I am trying to simulate aliasing effect of an 5GSa/s digitizer sample rate using my 80GSa/s oscilloscope (DSO-X 90164A). I wonder how does the oscilloscope acheive an analog bandwidth reduction from 16GHz to 4GHz? I wonder where could I find the Bode plot of the internal antialiasing filter?
Edited by: antony_css on Feb 17, 2015 8:26 PM
Edited by: antony_css on Feb 17, 2015 8:27 PM
Edited by: antony_css on Feb 17, 2015 8:26 PM
Edited by: antony_css on Feb 17, 2015 8:27 PM
- There is anti-aliasing built into the scope, but it only works at the highest sample rates. If you sample at 5GSa/sec, there is no anti-aliasing. A 2GHz sine wave will look a lot like a 3GHz sine wave, in both time and frequency domain.
- Similarly, if you decimate an 80GSa capture, here will be no anti-aliasing.

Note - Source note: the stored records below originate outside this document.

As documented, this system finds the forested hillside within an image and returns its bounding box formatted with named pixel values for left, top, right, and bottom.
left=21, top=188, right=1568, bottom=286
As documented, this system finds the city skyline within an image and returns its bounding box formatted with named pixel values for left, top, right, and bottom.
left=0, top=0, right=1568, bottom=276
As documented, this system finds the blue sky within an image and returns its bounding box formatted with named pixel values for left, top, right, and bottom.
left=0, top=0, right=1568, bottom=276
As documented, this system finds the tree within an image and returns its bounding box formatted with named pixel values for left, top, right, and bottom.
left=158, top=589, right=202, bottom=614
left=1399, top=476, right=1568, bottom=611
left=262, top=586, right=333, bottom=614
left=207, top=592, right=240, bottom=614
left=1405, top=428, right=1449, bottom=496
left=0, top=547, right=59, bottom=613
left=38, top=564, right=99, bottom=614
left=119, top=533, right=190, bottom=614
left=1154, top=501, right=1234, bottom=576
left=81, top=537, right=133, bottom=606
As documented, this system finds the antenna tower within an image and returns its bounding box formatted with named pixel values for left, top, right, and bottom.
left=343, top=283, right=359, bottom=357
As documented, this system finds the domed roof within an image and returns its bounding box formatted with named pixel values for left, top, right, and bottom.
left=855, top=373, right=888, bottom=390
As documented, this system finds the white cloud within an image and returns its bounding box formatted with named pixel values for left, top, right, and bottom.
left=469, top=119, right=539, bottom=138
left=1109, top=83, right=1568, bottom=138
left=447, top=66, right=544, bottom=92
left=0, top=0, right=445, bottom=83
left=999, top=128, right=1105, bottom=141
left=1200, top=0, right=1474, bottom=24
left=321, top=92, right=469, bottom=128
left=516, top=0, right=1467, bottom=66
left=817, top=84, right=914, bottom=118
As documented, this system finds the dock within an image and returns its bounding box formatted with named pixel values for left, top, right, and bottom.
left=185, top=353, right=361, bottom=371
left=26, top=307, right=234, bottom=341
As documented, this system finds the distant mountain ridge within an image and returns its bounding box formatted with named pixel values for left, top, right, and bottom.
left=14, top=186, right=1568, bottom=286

- When the scope is using "Bandwidth Limit" mode, it's doing that with a digital filter after acquisition. The A/D is still seeing full BW signals.
- Even though it appears to work, don't use reduced sample rates with "Bandwidth Limit" mode
- The Bode Plots are not available, but you can create your own. Capture a very fast edge, the faster the better. Create a function to differentiate that capture (that turns the edge into a pulse). Create a function to do an FFT of the pulse. The scope provides a fast edge on the Cal Out signal. Use the best cable and adapters you have. For best results, you should average the FFT with another function.
Some of the above is from memory. I have not gone back into the technical documents to verify everything.